Cold and flu season can derail your training if you’re not careful. To stay on top of your game, focusing on immune-boosting nutrition is key. 


Here’s how to fortify your system and prevent colds while training:

1. Load Up on Vitamin C and Antioxidants

Citrus fruits, bell peppers, and leafy greens are rich in vitamin C, which can reduce cold symptoms and shorten their duration by up to 20%. Antioxidants in berries and dark chocolate also play a role in combating oxidative stress caused by intense workouts.


2. Zinc Lozenges for Immune Support

Zinc is a powerhouse for immune health. Taking zinc lozenges (like the ones you’re already incorporating) at the first sign of a cold has been shown to reduce the duration by up to 33%. Aim for lozenges that offer 75mg daily during cold season or after hard efforts.


3. Ashwagandha for Stress and Immunity

Chronic stress weakens your immune response, making you more susceptible to illness. Ashwagandha (KSM-66), an adaptogenic herb, helps reduce cortisol levels by 30%, which in turn supports your immune function. Take 300mg daily to reduce stress and boost resilience.


4. Probiotics for Gut Health

A healthy gut is essential for a strong immune system. Probiotic-rich foods like yogurt, kefir, and fermented vegetables boost the good bacteria in your gut, which has been shown to reduce respiratory infections by 27%. Supplement with a high-quality probiotic if your diet lacks fermented foods.


5. Hydration and Electrolytes

Hydration is often overlooked but critical for flushing out toxins and keeping your immune system strong. Adding electrolytes to your water (especially after long rides) helps balance hydration levels, ensuring your body functions optimally, including your immune defenses.

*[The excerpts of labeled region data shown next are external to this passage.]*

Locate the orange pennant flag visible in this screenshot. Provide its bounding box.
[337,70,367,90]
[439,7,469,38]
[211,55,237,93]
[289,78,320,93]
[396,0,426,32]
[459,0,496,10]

6. Balance Your Carbs and Protein Post-Ride

After a tough ride, replenish with a mix of carbs and protein (a 3:1 ratio works best). This supports muscle recovery and prevents overtraining, which can suppress immunity. A protein smoothie with banana and almond butter can help restore glycogen and fight off fatigue.


By focusing on these nutritional strategies and supporting your body with key supplements like zinc and ashwagandha, you’ll boost your immune system and stay on track all season. I have personally tried both and found zinc to be helping a lot in the recovery or prevent being sick at an early stage.